Advocates warn Trump moves could revive institution-based disability care
Federal shifts to HHS and a DOJ memo on institutionalization have advocates warning of a rollback to segregated disability care.

The Education Department said June 16 that special education oversight would be coordinated with Health and Human Services, while civil-rights enforcement in education would move to the Justice Department, a rearrangement that advocates say could weaken hard-won protections for people with disabilities. The department said the new partnership was meant to reduce bureaucracy and improve coordination, and it said services and protections would not change.
The stakes are rooted in a long legal fight over where disabled Americans live, learn and receive services. The Americans with Disabilities Act was signed on July 26, 1990, and the Supreme Court’s 1999 Olmstead v. L.C. decision held that unjustified segregation of people with disabilities can amount to unlawful discrimination under the ADA. Federal IDEA guidance traces special education law back to the Education for All Handicapped Children Act of 1975, renamed IDEA in 1990 and last reauthorized in 2004.

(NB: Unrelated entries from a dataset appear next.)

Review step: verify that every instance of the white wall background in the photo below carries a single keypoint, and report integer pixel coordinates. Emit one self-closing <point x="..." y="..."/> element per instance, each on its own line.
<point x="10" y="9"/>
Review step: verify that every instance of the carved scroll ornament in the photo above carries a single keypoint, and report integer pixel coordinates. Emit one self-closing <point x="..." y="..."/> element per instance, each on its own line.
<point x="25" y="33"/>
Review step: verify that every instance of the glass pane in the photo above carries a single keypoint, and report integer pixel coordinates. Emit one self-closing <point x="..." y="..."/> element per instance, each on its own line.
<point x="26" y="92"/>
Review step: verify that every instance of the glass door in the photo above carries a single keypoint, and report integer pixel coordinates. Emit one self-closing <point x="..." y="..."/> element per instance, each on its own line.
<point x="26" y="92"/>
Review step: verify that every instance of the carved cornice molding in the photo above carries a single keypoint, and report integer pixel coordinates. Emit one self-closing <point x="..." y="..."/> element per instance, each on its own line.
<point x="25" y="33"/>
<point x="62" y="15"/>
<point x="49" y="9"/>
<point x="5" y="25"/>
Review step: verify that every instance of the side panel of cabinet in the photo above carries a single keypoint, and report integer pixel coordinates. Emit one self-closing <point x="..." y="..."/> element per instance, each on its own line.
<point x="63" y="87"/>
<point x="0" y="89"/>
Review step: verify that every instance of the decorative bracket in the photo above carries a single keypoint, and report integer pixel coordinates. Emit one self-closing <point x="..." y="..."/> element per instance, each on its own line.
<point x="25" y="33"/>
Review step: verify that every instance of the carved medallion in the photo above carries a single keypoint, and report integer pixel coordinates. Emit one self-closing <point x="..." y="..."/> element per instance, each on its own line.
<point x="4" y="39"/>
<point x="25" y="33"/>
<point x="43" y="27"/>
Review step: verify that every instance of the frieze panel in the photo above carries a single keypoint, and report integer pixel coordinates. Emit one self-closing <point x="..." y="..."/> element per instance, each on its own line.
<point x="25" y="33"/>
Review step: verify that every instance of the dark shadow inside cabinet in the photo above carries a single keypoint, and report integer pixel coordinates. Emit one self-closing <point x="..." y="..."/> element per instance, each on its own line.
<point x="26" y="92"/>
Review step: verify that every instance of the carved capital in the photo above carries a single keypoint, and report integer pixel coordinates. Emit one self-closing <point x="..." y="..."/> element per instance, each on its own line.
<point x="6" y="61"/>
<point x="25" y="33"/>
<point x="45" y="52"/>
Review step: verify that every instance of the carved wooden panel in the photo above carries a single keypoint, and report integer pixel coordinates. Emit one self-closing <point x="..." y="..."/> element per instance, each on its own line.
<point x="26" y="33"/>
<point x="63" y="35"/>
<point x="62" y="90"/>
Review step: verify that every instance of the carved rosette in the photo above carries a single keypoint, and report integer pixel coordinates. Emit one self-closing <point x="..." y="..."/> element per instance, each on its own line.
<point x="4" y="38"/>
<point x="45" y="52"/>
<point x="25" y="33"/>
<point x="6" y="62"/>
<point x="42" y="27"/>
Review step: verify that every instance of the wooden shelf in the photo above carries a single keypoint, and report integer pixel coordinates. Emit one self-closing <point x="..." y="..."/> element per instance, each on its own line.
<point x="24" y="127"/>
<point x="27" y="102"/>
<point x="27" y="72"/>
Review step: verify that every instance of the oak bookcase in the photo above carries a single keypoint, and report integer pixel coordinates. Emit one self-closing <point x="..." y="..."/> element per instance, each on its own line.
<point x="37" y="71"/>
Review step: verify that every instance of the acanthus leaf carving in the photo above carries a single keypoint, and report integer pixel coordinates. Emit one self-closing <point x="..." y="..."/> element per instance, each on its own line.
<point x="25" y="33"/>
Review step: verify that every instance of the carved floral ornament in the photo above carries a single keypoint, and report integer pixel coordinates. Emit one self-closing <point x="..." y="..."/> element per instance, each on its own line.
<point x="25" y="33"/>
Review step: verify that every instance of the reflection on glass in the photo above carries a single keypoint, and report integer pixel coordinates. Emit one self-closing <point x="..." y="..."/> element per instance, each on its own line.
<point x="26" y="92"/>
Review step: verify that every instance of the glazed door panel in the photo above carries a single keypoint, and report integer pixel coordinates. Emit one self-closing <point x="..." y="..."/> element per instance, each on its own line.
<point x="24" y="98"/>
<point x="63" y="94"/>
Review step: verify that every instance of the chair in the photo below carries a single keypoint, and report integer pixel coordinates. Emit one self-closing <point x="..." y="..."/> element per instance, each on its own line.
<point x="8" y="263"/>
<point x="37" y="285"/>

The concern sharpened after the Justice Department’s Office of Legal Counsel issued an opinion on June 18, 2026, saying neither Section 504 nor Title II of the ADA imposes an integration mandate on states in their treatment of people with severe mental illness or disabilities. Disability-rights advocates view that position as a direct challenge to the Olmstead framework that has guided community-based care for decades. HHS, by contrast, says Olmstead remains central to its civil-rights work and that the decision requires services in the most integrated setting appropriate.
The Justice Department’s Civil Rights Division says its Disability Rights Section works to achieve equal opportunity and coordinate consistent implementation of Section 504, but advocates say the overall direction points the other way. Selene Almazan, legal director for the Council of Parent Attorneys and Advocates, said the new direction amounts to an assault on those gains. The warning comes against a backdrop of federal efforts to police homelessness, which disability advocates say reflects a broader willingness to treat disability and institutional placement as issues of social control rather than accommodation.
Before the civil-rights era, people with mental illnesses and developmental or intellectual disabilities were often confined to institutions and cut off from ordinary community life. Advocates fear that if the current policy shift hardens, it could affect special education, community living services and the legal standards that determine when institutions are used, leaving families and state agencies to navigate a far less protective federal system.